Player delivery improvements for A/B testing

The Problem

New versions of the Brightcove Player are released all the time with the most up-to-date technologies in order to provide best playback experience. In order to get real-time analytics for new changes to the player, Brightcove runs A/B comparison tests to preview the impact of these changes. This blog post will provide an overview of how our A/B testing process works and how we’ve been making improvements to ensure the player is always delivered as efficiently as possible.

Historically, A/B comparison testing has been achieved by bundling together the A and B versions for each player with automatic updates enabled prior to a full release. From a technical perspective, this was done by concatenating the A and B player source code and adding a small “shim” to decide which player to execute at runtime through a project we call the “player-shim-builder”:

After careful analysis of metrics reported during the A/B test, the new Brightcove Player version was either made globally available or rolled back for future consideration. While this system achieved its goal, it had a major problem - bundling together two players doubled the size of the payload for end users. Anyone with a slow internet connection or an old mobile phone could notice a small increase in player load times from our A/B testing. In order to facilitate long-term A/B testing of our player, something had to change.

A New Hope

Before I reveal the secret sauce for how we addressed this issue, it’s important to get an understanding of the Lempel-Ziv coding (LZ77) compression algorithm and its role in delivering the Brightcove Player. Virtually all major browsers support it through the gzip Content-Encoding HTTP Header.
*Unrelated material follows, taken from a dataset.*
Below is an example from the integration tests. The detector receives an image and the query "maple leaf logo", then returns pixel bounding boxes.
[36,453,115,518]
While a deep dive into the technical details of the algorithm is outside the scope of this blog post, the algorithm compresses data by finding series of repeated characters and using special tokens to refer to these shared bits. Optimal compression ratios are achieved when data with very similar characters are in close proximity.

From a Brightcove Player perspective, this is key—usually only a very small percentage of the overall player code changes between versions. In the case of an A/B test, almost all of the code between the A and B versions is identical. Rather than concatenating the two player codes together, the player-shim-builder can divide each player codebase into small sections, or "stripes," of the source code, and interweave them into the bundled package. Each stripe from Player A is likely to be very similar to the corresponding stripe from Player B’s source: 

“Striping” the player for A/B testing has a drastic effect on the size of the player delivered. Using the concatenation method to create a test player results in an index.min.js size of 372 kB, while striping it reduces that size to 212 kB - a 43% reduction in bytes delivered.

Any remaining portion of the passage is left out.